Existe uma confusão que atrasa há décadas a conversa sobre soluções tecnológicas e sustentáveis: tratar sustentabilidade como sinônimo de produzir menos. Essa leitura transformou o tema em custo, em departamento de relatório e em slide de fim de apresentação. A leitura correta é outra e é bem mais interessante para quem toca um negócio: sustentabilidade é produtividade dos recursos — quanto de insumo você consome para entregar uma unidade de valor.

    Reduzir insumo por unidade produzida é, ao mesmo tempo, um indicador ambiental e um indicador financeiro. Menos adubo desperdiçado, menos água bombeada, menos diesel queimado, menos servidor ocioso, menos retrabalho de código: cada um desses itens aparece na conta de resultado e na conta ecológica na mesma linha. É por isso que as empresas que levam o tema a sério raramente falam em “sacrifício”. Elas falam em desperdício.

    Este artigo organiza a discussão em cinco blocos que se encaixam: os três pilares da sustentabilidade (incluindo a dimensão cultural, quase sempre esquecida), a disputa entre obsolescência programada e desmaterialização, o papel do agronegócio como maior laboratório de produção sustentável do Brasil, a revolução digital que a Embrapa ajudou a levar ao campo e, por fim, os sistemas de precisão — a camada onde dado vira decisão e decisão vira economia de insumo.

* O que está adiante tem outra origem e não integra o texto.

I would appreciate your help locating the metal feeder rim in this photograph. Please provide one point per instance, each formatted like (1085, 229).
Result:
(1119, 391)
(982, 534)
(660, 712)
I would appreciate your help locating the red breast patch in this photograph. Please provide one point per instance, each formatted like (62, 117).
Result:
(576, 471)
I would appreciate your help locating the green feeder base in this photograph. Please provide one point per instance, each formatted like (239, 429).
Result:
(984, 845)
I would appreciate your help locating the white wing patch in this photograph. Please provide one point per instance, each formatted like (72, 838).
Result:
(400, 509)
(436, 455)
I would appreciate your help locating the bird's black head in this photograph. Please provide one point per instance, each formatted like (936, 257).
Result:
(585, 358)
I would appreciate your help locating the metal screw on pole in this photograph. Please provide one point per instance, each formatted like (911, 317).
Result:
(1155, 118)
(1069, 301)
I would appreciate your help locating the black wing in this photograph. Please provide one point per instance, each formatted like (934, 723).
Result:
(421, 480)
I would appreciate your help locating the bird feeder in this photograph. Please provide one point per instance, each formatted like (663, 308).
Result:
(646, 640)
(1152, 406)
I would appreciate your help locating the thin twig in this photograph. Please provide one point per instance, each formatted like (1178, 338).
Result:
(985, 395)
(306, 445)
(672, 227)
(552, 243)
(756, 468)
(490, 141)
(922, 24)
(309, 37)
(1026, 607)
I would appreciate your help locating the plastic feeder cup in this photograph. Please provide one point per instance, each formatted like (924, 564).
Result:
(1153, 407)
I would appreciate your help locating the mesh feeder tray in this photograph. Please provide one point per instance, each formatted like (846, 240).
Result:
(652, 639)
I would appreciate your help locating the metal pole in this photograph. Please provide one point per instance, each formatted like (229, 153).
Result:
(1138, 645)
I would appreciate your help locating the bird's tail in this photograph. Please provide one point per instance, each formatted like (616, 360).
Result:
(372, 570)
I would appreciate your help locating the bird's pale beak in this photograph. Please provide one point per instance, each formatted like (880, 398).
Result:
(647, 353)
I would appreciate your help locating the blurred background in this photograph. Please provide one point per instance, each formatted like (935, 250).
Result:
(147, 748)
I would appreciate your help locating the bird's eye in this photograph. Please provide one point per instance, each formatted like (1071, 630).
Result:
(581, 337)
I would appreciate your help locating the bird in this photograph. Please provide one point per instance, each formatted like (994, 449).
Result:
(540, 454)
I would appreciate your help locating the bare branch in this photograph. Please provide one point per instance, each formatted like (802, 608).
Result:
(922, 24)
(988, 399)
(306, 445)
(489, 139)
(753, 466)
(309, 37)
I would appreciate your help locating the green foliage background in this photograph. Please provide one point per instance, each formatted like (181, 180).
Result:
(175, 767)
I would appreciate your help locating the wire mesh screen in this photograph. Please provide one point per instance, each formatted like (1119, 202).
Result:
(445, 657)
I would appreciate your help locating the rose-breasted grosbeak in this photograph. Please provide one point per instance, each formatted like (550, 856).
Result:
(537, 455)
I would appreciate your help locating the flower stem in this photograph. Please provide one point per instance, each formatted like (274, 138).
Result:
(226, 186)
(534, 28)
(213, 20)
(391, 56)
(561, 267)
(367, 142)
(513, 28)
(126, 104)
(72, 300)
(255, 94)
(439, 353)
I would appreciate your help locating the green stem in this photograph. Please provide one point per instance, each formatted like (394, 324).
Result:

    A tese que atravessa o texto é simples: tecnologia não é sustentável por natureza. Ela só se torna sustentável quando é projetada para reduzir a intensidade de recursos de um processo real, e quando esse ganho é medido. Sem medição, o que existe é narrativa.

    Os três pilares da sustentabilidade — e por que a cultura entra na conta

    A definição clássica de desenvolvimento sustentável nasceu no Relatório Brundtland (1987): a geração atual deve suprir suas necessidades sem comprometer a capacidade das gerações futuras de suprirem as suas. Repare no verbo — suprir necessidades. Não é abstinência, é atendimento de necessidade com responsabilidade intergeracional. Desse princípio derivam os três pilares que sustentam qualquer solução que se pretenda sustentável.

    Ambiental

    Trata dos limites físicos: solo, água, energia, biodiversidade, emissões e destino dos resíduos. O indicador prático não é “usamos recurso?”, mas quanto recurso por unidade produzida e se a taxa de uso respeita a taxa de reposição do sistema. Um aquífero explorado acima da recarga não é sustentável, mesmo que a empresa recicle papel no escritório.

    Social e cultural

    É o pilar mais negligenciado em projetos de tecnologia. Uma solução que ignora o repertório, a linguagem e os hábitos de quem vai operá-la simplesmente não é adotada — e tecnologia não adotada tem impacto zero. Cultura aqui significa saberes locais, formas de organização do trabalho e confiança. É o que decide se o sensor instalado será lido ou vai virar sucata em seis meses.

    Econômico

    Sem viabilidade econômica a solução não se repete, e o que não se repete não transforma nada. O pilar econômico exige payback claro: quanto custa implantar, em quanto tempo a economia de insumo cobre o investimento e qual o risco de o ganho não se materializar. Sustentabilidade que depende permanentemente de subsídio é projeto-piloto, não modelo.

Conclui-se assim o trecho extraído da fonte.